When “100 Days of Sunlight” arrived in the bookish world, I smiled wide. No matter what it was about, I knew I needed to read it.
I will be completely transparent. I hoped to like it, but I didn’t expect to. As a YA novel, it’s not something that I usually read. Well, this story just goes to prove that a good book is a good book. There’s no need to put labels on a story like this one. No matter what your background is, and regardless of what you normally read, there is something in here (and I boldly submit much, much more) for every single reader.
Abbie captures elements of the human condition with such artistic and poetic fluency that it’s a joy to simply read her prose. But there is so much more to love about this story. There’s a quote that Abbie uses in her YouTube videos that has stuck with me since I first heard it. “It’s not what happens in the story that matters. It’s why what happens in the story matters to the characters.” Yes, that.
Tessa and Weston are two characters I immediately identified with and felt connected to, because of their authentic feelings and flawed selves. From the two opening scenes and the revelation of both characters’ plights, I was caught in a peculiar conundrum.

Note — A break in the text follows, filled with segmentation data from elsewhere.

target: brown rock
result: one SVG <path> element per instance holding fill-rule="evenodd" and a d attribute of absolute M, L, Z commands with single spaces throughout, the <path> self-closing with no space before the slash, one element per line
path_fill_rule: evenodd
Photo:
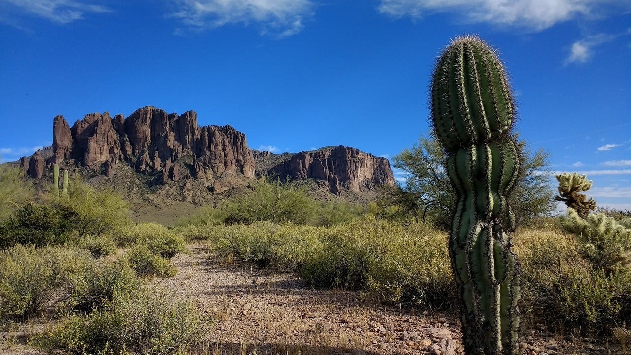
<path fill-rule="evenodd" d="M 28 160 L 28 169 L 27 173 L 33 179 L 39 179 L 44 175 L 44 158 L 40 155 L 40 151 L 35 152 Z"/>
<path fill-rule="evenodd" d="M 148 106 L 136 110 L 126 119 L 112 119 L 109 113 L 86 115 L 69 128 L 61 116 L 54 121 L 53 157 L 51 164 L 74 157 L 83 166 L 112 165 L 124 161 L 139 172 L 159 170 L 165 162 L 178 161 L 185 155 L 199 157 L 193 165 L 198 179 L 225 172 L 254 178 L 255 162 L 245 136 L 230 126 L 198 126 L 197 114 L 181 116 Z M 190 178 L 180 166 L 167 170 L 167 178 Z"/>
<path fill-rule="evenodd" d="M 70 157 L 74 140 L 68 123 L 64 116 L 57 116 L 52 120 L 52 164 L 60 163 Z"/>
<path fill-rule="evenodd" d="M 339 194 L 340 186 L 359 191 L 379 185 L 394 185 L 387 159 L 341 145 L 295 154 L 269 169 L 268 175 L 326 181 L 335 195 Z"/>

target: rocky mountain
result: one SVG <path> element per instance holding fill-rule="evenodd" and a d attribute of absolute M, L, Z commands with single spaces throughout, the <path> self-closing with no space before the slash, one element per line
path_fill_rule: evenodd
<path fill-rule="evenodd" d="M 71 127 L 62 116 L 56 117 L 52 148 L 23 157 L 20 164 L 38 179 L 46 167 L 56 163 L 64 168 L 81 167 L 104 179 L 126 165 L 127 176 L 131 169 L 152 176 L 144 180 L 153 185 L 200 181 L 209 193 L 242 187 L 242 179 L 232 183 L 239 176 L 248 180 L 264 174 L 283 181 L 315 181 L 319 188 L 338 196 L 343 190 L 360 193 L 394 184 L 387 159 L 353 148 L 282 155 L 253 152 L 245 135 L 230 126 L 199 126 L 194 111 L 178 115 L 150 106 L 127 118 L 120 114 L 112 117 L 107 112 L 88 114 Z M 227 174 L 235 178 L 226 178 Z M 225 181 L 231 182 L 230 186 Z M 186 186 L 194 190 L 190 183 Z M 177 190 L 171 186 L 160 191 L 171 196 Z"/>
<path fill-rule="evenodd" d="M 313 179 L 327 183 L 329 191 L 339 195 L 341 188 L 350 191 L 372 190 L 394 185 L 390 162 L 349 147 L 327 147 L 295 154 L 254 152 L 259 174 L 292 181 Z"/>

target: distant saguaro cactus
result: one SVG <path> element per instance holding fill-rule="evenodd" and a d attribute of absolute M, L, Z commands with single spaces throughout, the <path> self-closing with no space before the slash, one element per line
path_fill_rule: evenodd
<path fill-rule="evenodd" d="M 61 190 L 61 194 L 64 196 L 68 195 L 68 171 L 64 171 L 64 182 L 62 184 L 62 188 Z"/>
<path fill-rule="evenodd" d="M 581 193 L 591 188 L 592 182 L 587 180 L 587 175 L 565 172 L 555 175 L 555 178 L 558 181 L 557 188 L 559 195 L 555 196 L 555 200 L 565 202 L 583 219 L 587 218 L 589 211 L 596 210 L 596 201 L 591 197 L 587 200 L 585 194 Z"/>
<path fill-rule="evenodd" d="M 59 165 L 57 163 L 52 165 L 52 196 L 59 197 Z"/>
<path fill-rule="evenodd" d="M 514 355 L 519 265 L 506 232 L 515 229 L 507 196 L 521 158 L 511 134 L 512 94 L 495 51 L 477 37 L 452 40 L 436 63 L 430 100 L 433 134 L 457 195 L 449 247 L 464 352 Z"/>

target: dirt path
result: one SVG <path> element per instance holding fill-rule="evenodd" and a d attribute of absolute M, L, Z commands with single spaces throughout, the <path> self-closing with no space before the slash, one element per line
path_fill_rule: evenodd
<path fill-rule="evenodd" d="M 204 244 L 172 261 L 177 275 L 150 284 L 165 287 L 216 320 L 202 354 L 457 355 L 463 353 L 456 315 L 399 310 L 358 301 L 359 292 L 314 290 L 295 275 L 256 265 L 227 264 Z M 0 354 L 40 355 L 30 335 L 34 320 L 13 334 L 0 332 Z M 615 340 L 562 338 L 543 330 L 522 337 L 525 355 L 624 354 Z M 217 351 L 217 349 L 220 351 Z M 244 351 L 242 349 L 246 349 Z M 627 354 L 628 354 L 627 352 Z"/>

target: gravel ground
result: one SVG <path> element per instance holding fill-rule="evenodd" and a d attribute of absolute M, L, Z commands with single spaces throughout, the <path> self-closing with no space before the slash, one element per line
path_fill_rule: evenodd
<path fill-rule="evenodd" d="M 314 290 L 292 274 L 227 264 L 203 244 L 172 260 L 177 275 L 151 282 L 186 298 L 215 320 L 200 354 L 456 355 L 463 353 L 455 313 L 399 309 L 358 301 L 359 292 Z M 40 355 L 29 337 L 46 325 L 33 320 L 0 332 L 0 354 Z M 531 330 L 520 344 L 525 355 L 623 352 L 615 339 L 563 337 Z"/>

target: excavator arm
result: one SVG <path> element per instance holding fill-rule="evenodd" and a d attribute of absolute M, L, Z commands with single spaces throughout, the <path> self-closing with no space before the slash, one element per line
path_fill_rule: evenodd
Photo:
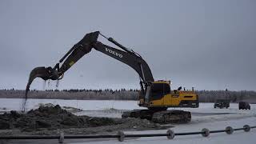
<path fill-rule="evenodd" d="M 107 38 L 110 42 L 122 49 L 122 50 L 104 45 L 97 41 L 99 34 L 101 34 L 99 31 L 86 34 L 80 42 L 75 44 L 59 60 L 54 67 L 52 68 L 50 66 L 34 68 L 30 73 L 29 82 L 26 86 L 26 98 L 27 98 L 27 92 L 29 91 L 30 86 L 34 78 L 41 78 L 44 80 L 59 80 L 62 78 L 64 73 L 82 57 L 90 53 L 93 48 L 132 67 L 140 76 L 142 90 L 144 91 L 143 87 L 146 86 L 143 86 L 142 83 L 144 83 L 144 85 L 147 85 L 148 82 L 154 82 L 151 70 L 147 63 L 139 54 L 134 52 L 132 50 L 122 46 L 112 38 L 106 38 L 101 34 L 104 38 Z M 63 63 L 60 66 L 60 63 L 62 62 Z"/>

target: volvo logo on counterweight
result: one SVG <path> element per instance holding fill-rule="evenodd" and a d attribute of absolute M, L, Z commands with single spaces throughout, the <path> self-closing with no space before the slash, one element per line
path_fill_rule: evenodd
<path fill-rule="evenodd" d="M 118 56 L 119 58 L 122 58 L 122 55 L 121 54 L 119 54 L 119 53 L 117 53 L 117 52 L 115 52 L 115 51 L 114 51 L 114 50 L 112 50 L 110 49 L 108 49 L 108 48 L 106 48 L 105 50 L 106 50 L 106 51 L 107 51 L 107 52 L 109 52 L 109 53 L 110 53 L 110 54 L 112 54 L 114 55 L 116 55 L 116 56 Z"/>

I couldn’t wait to see how the inevitable end to this shared journey between Tessa and Weston would play out. But with each subsequent word and page, I wanted to slow down, to savor each syllable and taste each emotion. Immersed inside the thoughts and actions of these two teenagers, a tear-jerking yet heartwarming struggle occurred that had me feeling deeply. That is always the sign of a consummate book in my eyes. One that allows you to live and feel, completely, through another person’s experience.
This is one of a few books on my shelf that will be read again for many different reasons. To discover all the nuggets of wisdom I missed on previous reads, and to experience those heartfelt ones that tugged at my heartstrings from the moment I first laid eyes on them. To spend more time with a cast of characters that feel like they’re a part of my world. Because they are.
Finding your true self in the midst of chaos is infinitely easier and more difficult when you have someone to share that experience and journey with. Tessa and Weston prove this in a way that is emotionally moving and authentically real. Part coming of age and part love story, “100 Days of Sunlight” will shine bright long beyond that span of time.